Transcribed by Ted Crawford.
Marked up by Einde O’Callaghan for the Marxists’ Internet Archive.
The thirtieth anniversary of the foundation of what has always been the de facto organ of the Social-Democratic Federation (now the British Socialist Party) brings up many memories to us who were present at and took part in the foundation of the modern Socialist movement in Great Britain.
Much has changed during that generation in English public life, and in the fortunes of the Socialist movement. Those of us still surviving can yet remember as though it were yesterday the enthusiasm of the little band of pioneers which was all that the British Socialist Party consisted of in the first year of Justice, the year 1884.
There was our old veteran leader of the Party, H.M. Hyndman, then entering upon early middle life, and still actively vigorous, together with the poet, social-idealist and artist-craftsman, William Morris, rather older, whose poems and articles were such an attractive feature of the first year of the existence of our journal. Then there was our dear old friend, now gone, the ex-Eton master, James Leigh Joynes, whose translations, of Freiligrath, Herwegh, and other poets of the “48” movement delighted us all. How well I remember attending the Congress of the French Parti Ouvrier, held at Roubaix at the end of March of the year in question, in company with Joynes and that other veteran worker for the cause, him whose name next to that of Hyndman is more than any other bound up with the history of Social-Democratic propaganda and organisation in England, and most intimately of all with Justice – Harry Quelch!
We must not forget, too, the then already quasi-historical figure of James Murray, the old Chartist and disciple of Bronterre O’Brien. How indignant was poor old Murray at my handling of the O’Brienite idol Robespierre in some articles on the French Revolution I wrote for Justice at that time! Amongst those still living, though they have abandoned the faith of their generous youth, we must not forget the young ex-army officer, H.H. Champion, whose fund of energetic “go” seemed inexhaustible. With him may be mentioned the now President of the Local Government Board, John Burns, at that time young and enthusiastic in the cause of Social-Democracy. Yes, the year 1884 was indeed a remarkable one in the awakening of England.

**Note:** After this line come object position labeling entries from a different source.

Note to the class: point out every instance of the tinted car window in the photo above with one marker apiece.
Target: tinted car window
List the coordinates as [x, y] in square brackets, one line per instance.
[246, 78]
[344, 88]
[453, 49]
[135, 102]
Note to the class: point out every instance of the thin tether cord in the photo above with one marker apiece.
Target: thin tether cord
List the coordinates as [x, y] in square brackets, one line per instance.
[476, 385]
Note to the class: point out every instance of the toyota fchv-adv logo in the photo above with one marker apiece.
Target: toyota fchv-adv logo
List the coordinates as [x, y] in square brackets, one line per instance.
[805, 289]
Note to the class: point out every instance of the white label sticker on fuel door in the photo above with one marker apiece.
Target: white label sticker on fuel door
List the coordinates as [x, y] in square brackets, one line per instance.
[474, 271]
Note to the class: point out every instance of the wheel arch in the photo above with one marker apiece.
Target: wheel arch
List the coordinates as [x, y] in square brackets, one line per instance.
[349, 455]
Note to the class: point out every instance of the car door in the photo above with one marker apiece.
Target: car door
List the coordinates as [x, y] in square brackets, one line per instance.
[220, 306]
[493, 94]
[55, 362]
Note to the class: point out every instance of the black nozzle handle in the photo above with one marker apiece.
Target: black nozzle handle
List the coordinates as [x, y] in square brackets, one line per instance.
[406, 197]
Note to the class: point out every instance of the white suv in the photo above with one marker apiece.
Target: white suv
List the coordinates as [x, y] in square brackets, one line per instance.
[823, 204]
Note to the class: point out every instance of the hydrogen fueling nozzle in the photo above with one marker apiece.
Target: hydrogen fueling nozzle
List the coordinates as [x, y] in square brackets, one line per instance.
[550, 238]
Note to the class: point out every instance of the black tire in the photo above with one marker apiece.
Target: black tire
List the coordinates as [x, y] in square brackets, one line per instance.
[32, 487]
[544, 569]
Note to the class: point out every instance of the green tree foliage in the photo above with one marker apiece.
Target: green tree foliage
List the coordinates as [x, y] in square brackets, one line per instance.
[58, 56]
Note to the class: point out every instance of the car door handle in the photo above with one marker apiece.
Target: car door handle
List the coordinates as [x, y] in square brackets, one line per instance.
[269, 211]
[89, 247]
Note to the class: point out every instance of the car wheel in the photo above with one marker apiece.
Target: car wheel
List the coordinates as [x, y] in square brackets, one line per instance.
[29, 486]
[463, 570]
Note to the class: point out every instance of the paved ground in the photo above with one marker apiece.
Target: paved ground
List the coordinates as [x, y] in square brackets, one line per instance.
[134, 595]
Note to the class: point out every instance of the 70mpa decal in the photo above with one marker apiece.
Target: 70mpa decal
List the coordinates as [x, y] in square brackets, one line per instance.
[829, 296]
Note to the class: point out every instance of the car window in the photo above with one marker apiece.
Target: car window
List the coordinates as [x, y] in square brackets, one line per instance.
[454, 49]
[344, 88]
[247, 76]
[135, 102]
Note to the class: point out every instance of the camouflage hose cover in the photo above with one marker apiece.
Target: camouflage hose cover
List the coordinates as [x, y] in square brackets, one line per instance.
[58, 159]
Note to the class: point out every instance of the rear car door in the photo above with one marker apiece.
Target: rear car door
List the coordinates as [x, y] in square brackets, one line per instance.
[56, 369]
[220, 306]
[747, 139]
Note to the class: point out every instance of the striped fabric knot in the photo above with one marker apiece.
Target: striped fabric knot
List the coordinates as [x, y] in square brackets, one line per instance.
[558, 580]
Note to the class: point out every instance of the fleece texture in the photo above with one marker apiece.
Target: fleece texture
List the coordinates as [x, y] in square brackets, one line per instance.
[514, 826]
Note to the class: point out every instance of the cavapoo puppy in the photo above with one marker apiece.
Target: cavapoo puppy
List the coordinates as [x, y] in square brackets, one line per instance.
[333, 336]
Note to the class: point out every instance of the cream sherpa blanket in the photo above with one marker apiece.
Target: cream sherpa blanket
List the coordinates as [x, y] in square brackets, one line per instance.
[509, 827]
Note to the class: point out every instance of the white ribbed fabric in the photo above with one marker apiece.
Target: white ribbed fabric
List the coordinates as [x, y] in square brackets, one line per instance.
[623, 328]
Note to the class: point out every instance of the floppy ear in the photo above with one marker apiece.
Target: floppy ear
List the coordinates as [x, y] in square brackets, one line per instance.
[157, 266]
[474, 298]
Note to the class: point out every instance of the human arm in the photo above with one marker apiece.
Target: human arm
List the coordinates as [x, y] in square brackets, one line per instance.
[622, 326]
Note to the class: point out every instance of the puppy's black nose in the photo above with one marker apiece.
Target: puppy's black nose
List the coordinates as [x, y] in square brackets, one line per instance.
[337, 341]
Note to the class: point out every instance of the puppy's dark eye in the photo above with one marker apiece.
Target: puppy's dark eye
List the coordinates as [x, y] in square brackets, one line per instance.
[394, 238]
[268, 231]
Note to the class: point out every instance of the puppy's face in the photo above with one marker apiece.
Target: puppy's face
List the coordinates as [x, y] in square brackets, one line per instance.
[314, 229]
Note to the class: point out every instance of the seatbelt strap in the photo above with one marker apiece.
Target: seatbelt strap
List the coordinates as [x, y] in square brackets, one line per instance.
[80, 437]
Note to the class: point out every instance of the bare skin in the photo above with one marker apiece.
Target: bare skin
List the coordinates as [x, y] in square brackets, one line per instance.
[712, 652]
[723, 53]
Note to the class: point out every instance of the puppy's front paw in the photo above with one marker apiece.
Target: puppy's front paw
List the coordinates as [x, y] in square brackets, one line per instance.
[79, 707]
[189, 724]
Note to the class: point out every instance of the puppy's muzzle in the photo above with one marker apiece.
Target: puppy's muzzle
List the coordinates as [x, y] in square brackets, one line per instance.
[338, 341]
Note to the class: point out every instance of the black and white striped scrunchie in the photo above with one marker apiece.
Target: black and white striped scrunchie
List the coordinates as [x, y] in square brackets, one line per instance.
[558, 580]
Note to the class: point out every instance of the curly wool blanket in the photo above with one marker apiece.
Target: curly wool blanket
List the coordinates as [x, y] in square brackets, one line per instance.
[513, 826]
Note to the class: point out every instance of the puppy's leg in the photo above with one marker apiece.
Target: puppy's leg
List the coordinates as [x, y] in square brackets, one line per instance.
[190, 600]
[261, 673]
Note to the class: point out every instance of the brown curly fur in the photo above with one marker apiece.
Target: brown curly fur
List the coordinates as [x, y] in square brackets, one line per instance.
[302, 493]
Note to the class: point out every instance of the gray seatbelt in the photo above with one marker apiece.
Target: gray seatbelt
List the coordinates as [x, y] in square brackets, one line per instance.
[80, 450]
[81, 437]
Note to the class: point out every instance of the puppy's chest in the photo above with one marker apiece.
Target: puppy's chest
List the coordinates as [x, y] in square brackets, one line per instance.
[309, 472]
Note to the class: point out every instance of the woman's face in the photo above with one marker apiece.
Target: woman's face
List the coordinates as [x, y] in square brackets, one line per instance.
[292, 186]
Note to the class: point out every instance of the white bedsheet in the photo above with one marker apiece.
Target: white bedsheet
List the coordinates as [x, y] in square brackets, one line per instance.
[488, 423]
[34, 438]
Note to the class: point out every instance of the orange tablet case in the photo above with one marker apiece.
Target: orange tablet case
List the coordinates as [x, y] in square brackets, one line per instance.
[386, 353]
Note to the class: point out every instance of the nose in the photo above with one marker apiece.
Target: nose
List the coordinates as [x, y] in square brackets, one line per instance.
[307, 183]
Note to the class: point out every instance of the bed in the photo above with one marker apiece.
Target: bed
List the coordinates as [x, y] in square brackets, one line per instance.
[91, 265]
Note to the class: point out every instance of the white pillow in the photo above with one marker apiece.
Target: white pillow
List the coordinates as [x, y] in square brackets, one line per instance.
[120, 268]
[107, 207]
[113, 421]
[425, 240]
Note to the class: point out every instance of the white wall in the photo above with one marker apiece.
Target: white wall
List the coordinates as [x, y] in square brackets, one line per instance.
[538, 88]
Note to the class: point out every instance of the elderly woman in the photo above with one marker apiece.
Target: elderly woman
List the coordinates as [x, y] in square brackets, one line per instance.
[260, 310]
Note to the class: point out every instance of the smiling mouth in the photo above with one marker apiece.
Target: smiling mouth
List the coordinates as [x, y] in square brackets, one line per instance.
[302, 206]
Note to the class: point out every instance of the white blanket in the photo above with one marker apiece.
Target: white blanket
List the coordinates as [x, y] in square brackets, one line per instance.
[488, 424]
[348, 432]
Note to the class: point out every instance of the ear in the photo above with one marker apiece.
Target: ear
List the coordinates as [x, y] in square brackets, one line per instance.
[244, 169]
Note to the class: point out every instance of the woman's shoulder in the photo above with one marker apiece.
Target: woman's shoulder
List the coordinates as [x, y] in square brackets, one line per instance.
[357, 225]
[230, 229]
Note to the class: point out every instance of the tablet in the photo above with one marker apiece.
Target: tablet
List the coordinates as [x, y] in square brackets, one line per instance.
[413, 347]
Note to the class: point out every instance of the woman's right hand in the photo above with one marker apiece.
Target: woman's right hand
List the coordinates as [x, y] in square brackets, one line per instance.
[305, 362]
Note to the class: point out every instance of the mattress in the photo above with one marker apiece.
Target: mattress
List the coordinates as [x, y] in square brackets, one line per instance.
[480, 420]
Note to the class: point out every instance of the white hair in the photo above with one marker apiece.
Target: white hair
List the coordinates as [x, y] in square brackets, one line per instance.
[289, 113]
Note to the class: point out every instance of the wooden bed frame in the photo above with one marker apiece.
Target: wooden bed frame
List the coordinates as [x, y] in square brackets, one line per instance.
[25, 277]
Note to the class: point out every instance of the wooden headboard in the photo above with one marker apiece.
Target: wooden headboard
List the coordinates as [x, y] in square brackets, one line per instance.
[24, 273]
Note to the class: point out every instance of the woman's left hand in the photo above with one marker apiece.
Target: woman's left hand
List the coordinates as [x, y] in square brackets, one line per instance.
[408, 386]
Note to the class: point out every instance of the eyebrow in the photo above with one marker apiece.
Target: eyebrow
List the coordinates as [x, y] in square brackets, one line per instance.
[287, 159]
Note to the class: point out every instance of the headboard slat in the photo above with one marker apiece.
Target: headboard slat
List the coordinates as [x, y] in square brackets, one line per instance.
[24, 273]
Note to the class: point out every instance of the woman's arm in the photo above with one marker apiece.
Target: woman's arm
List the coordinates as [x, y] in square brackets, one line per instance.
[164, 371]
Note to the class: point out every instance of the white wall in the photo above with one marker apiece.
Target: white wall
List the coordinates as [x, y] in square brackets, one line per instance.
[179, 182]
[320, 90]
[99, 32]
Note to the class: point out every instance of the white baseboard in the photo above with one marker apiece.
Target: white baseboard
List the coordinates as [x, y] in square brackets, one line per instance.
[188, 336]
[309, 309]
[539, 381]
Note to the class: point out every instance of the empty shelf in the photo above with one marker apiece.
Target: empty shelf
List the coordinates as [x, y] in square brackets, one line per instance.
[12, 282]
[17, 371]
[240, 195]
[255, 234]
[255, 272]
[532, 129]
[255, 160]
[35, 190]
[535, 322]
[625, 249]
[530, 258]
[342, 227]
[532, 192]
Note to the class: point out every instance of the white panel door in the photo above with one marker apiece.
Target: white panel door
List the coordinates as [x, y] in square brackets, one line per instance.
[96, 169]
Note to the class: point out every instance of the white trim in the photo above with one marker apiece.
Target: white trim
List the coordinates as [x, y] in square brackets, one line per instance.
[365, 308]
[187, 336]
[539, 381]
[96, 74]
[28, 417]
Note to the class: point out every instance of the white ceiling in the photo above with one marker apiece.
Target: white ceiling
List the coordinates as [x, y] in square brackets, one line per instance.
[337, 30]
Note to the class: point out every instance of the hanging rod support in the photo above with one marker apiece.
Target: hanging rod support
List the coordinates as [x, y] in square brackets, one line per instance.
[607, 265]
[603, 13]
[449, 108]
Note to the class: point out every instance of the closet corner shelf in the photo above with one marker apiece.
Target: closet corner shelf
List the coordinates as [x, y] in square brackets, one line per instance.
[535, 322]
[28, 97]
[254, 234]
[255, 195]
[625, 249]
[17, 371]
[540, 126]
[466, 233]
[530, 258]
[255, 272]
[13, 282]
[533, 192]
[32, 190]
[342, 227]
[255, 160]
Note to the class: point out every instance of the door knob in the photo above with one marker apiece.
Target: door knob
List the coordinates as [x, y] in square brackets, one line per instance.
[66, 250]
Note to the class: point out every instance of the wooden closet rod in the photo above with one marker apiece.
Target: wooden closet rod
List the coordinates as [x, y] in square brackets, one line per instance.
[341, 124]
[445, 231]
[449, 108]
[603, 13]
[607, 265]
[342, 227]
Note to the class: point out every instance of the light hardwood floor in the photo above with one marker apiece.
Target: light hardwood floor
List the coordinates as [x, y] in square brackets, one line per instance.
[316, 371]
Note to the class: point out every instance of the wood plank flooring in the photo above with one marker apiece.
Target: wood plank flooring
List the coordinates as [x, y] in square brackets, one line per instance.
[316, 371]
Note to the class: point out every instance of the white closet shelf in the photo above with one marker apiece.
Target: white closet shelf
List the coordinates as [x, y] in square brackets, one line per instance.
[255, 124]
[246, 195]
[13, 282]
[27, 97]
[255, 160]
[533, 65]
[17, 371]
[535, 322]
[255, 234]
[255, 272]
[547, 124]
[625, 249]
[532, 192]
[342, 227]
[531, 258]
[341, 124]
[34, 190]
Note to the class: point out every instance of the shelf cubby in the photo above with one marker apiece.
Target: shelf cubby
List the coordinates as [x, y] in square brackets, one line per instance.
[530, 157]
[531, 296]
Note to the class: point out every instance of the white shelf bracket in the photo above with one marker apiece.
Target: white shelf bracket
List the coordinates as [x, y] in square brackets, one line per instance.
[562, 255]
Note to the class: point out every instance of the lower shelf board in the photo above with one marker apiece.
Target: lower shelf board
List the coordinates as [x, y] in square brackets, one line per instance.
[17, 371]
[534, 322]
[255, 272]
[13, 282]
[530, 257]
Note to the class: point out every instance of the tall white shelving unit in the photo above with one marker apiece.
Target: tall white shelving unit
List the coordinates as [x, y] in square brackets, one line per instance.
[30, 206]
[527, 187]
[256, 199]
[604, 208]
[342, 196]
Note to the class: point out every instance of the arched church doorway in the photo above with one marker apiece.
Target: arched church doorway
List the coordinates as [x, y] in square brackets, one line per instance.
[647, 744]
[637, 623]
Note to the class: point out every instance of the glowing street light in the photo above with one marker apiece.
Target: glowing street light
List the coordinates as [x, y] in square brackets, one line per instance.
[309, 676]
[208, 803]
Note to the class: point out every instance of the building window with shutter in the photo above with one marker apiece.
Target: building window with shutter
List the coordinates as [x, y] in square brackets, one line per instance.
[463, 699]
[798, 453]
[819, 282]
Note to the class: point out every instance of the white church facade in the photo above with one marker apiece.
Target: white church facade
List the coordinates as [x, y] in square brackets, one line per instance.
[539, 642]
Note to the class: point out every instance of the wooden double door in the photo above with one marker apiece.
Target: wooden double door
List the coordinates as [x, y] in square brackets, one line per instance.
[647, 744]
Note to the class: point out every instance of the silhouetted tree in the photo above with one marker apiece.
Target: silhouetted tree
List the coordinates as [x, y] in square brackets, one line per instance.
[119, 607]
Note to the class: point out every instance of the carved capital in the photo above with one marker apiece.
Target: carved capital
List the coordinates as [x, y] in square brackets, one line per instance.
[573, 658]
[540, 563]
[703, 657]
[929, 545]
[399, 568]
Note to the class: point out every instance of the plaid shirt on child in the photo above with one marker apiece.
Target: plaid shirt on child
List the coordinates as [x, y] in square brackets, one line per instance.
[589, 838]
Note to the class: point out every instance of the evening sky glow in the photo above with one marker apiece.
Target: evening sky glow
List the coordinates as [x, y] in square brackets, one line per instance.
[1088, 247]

As regards the actual beginnings of Socialism in that year, to which this journal owes its foundation, it is noteworthy that the protagonists of the movement were chiefly men of the middle class. As yet the agitation had not reached the working classes of the country. Individual exceptions, of course, there were, as in the case of John Burns above alluded to. One of the most noteworthy of these was the indefatigable worker, who in all the long years has not grown weary, J.E. Williams. Others there were, of course, less known, but on the whole, as already said; in 1884 the agitation was mainly carried on by professional and cultured men. Now, lo! here is Socialism, and lo! there is Socialism. Socialism is everywhere. But with all the quantity of Socialism around us in 1914, one is constrained at times to cast a regretful glance back at the quality of the Socialism that animated the little band of enthusiasts who founded Justice in January, 1884.